This is how I am looking at/writing about/thinking of my topic for my Computers and Writing presentation. I am blogging a process here.
Since the topic is one which has been of interest to me for a while, I have multiple articles already noted or written on this blog (identified with a TCE: at the beginning). These are articles which are pertinent to where I am going/want to go with the paper.
Articles which are relevant to my Computers and Writing topic:
College for the Underclass
This is a blog post written by a member of the underclass about how she went to college, what she expected from it, and how she veered significantly off the expected path and became a college professor.
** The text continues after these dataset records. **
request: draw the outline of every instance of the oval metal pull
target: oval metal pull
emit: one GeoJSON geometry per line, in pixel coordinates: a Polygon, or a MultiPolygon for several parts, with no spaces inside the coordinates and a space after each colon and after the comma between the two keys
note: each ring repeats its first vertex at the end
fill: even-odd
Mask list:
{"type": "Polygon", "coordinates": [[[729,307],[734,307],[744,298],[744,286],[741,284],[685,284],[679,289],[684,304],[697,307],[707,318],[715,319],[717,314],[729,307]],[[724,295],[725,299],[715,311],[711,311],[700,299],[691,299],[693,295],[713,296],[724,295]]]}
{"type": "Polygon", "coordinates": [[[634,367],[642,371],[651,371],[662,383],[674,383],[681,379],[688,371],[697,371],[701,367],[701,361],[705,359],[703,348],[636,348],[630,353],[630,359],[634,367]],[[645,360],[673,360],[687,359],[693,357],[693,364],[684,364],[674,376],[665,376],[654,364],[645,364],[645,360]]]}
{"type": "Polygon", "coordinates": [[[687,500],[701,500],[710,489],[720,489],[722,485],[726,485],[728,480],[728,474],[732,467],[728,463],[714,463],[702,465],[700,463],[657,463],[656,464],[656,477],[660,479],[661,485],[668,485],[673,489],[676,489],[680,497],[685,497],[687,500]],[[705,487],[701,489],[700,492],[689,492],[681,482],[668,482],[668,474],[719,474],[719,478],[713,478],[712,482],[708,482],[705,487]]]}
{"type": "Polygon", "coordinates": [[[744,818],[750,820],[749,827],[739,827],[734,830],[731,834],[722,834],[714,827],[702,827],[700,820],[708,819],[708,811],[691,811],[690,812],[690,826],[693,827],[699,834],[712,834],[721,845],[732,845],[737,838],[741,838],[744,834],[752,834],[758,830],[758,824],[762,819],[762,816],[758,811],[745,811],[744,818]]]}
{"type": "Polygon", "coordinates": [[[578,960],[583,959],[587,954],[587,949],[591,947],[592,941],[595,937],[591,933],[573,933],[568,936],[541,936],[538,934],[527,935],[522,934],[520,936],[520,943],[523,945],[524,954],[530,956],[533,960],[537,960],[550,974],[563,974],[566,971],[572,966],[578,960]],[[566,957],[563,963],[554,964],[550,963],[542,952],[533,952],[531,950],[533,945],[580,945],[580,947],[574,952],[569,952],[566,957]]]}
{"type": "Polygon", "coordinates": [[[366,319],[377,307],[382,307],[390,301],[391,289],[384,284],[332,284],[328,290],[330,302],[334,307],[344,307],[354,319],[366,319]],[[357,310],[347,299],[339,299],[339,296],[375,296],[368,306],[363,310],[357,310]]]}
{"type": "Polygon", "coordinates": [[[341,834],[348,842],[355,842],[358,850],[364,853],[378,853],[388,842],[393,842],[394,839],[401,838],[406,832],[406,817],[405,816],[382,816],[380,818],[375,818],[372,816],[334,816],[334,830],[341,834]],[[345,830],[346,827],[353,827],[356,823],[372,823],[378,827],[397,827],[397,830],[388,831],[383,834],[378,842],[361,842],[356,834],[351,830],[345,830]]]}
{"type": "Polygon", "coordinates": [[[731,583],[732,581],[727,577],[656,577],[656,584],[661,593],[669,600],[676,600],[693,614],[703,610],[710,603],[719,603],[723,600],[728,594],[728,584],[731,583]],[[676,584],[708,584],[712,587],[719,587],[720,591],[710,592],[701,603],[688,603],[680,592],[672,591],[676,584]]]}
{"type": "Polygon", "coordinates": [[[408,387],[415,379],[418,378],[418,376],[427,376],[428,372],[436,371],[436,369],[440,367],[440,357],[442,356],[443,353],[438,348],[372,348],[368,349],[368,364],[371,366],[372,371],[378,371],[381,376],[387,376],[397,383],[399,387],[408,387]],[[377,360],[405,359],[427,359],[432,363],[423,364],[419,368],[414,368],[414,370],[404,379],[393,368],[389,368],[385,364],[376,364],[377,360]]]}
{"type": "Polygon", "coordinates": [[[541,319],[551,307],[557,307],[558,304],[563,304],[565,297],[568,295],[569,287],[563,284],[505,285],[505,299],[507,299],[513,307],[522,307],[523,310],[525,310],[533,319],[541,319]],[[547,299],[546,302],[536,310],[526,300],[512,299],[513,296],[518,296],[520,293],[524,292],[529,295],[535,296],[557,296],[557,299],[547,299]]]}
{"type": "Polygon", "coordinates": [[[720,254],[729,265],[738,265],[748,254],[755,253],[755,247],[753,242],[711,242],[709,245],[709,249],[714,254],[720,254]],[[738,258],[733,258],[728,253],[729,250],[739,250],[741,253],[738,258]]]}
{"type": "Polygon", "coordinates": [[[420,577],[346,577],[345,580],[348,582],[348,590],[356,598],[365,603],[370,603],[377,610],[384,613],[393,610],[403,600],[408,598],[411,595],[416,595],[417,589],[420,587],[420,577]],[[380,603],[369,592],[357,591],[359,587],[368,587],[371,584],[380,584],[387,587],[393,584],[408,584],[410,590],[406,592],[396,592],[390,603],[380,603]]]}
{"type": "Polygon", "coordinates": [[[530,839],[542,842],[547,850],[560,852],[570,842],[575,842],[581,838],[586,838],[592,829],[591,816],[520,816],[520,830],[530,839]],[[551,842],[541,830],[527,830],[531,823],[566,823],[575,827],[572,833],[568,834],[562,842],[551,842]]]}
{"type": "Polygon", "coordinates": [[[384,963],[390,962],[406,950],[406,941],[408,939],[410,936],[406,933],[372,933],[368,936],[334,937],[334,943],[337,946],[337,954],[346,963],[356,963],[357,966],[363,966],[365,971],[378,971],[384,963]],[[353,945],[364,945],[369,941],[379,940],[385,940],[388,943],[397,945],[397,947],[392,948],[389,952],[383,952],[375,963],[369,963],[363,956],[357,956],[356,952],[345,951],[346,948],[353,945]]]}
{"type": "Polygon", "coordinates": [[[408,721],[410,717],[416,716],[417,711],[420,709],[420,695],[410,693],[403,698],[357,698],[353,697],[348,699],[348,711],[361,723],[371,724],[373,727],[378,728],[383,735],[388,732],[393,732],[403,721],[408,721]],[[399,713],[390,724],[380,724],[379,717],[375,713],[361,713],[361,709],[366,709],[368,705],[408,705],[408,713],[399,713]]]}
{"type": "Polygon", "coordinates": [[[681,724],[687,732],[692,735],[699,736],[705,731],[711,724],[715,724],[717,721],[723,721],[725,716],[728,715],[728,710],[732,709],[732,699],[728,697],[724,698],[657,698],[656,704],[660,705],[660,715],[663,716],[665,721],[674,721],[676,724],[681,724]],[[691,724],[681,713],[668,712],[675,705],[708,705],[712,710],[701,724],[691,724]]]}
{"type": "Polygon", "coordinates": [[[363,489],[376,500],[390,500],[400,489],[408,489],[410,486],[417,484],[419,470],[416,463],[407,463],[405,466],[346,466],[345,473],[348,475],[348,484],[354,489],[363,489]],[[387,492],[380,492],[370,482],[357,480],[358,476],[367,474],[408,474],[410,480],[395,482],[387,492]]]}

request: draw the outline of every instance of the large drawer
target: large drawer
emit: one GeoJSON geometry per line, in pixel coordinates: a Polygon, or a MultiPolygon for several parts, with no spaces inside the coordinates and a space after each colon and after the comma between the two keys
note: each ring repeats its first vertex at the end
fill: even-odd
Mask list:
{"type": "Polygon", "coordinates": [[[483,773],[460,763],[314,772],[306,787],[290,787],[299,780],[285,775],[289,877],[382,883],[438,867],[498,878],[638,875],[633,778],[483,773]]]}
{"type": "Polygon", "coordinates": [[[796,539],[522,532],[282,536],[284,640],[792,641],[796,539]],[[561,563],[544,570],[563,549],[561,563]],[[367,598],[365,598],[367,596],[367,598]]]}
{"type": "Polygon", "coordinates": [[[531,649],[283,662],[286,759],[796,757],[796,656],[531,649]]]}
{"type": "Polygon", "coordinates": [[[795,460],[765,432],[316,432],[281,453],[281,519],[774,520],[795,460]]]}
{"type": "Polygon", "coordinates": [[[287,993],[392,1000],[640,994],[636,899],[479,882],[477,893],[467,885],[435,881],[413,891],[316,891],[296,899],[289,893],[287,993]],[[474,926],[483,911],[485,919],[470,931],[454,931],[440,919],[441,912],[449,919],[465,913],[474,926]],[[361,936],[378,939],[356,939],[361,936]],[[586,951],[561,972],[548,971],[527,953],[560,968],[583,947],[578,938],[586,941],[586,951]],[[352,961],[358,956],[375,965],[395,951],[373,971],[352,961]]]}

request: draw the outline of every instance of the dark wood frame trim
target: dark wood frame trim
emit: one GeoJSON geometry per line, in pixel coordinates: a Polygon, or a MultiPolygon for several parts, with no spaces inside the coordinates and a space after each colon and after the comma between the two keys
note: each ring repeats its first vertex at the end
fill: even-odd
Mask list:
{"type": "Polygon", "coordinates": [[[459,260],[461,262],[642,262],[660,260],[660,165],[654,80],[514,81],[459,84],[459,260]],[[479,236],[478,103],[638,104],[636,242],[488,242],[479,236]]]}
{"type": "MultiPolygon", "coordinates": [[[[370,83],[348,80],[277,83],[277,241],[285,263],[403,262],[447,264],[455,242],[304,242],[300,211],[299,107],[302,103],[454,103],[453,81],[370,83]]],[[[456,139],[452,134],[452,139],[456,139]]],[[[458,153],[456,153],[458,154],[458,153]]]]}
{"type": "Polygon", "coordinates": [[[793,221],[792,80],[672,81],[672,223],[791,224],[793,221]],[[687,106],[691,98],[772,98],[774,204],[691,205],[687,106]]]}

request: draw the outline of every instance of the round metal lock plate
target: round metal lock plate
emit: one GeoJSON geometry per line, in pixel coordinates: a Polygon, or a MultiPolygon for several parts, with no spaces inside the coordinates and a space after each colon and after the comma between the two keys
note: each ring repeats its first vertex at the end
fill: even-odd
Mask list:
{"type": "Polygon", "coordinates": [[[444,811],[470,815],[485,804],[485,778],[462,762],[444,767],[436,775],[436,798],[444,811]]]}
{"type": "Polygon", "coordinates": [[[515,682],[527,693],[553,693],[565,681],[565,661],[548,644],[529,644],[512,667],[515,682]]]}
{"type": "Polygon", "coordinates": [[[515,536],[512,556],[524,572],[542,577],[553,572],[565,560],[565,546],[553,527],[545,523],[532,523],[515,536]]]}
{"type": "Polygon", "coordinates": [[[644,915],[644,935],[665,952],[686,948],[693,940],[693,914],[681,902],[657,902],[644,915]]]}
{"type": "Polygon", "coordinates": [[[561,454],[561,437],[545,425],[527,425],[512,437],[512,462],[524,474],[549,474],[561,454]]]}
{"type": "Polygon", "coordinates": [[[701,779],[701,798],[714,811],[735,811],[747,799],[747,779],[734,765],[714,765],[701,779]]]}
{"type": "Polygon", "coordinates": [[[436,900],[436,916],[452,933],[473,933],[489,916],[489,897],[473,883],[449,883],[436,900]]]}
It is well worth reading, especially if you have no personal experience with being an early person in your family to go to college.
TCE: Rethinking the Value of a College Degree is a post worth looking at, especially in light of the above article, which emphasizes that low SES and underclass students are coming to college to get better jobs.
TCE: An informal discussion of how computer use can be made accessible, particularly for students who are from a low socioeconomic background.
TCE: Notes on student retention
Student retention is an important concept for all college students, but it is especially important when talking about low socioeconomic status students.
TCE: Bad News for Community Colleges and the students that attend them.
This is especially important to look at since many low SES students go to community colleges, because they are near home and are less expensive than other colleges.
Study into relationship between physical environment and pupils’ attainment and behavioroffers something to think about.
The report’s chief author, Katy Owen, says she found that urban decay could “easily impact upon pupils and their teachers”. She says: “They may demonstrate poor behaviour in the classroom, have low self-esteem, little appetite for educational attainment and have little cultural or social capital to draw on. Their teachers may become disillusioned and frustrated with their limited ability to teach in a community where crime and incivility is rife.”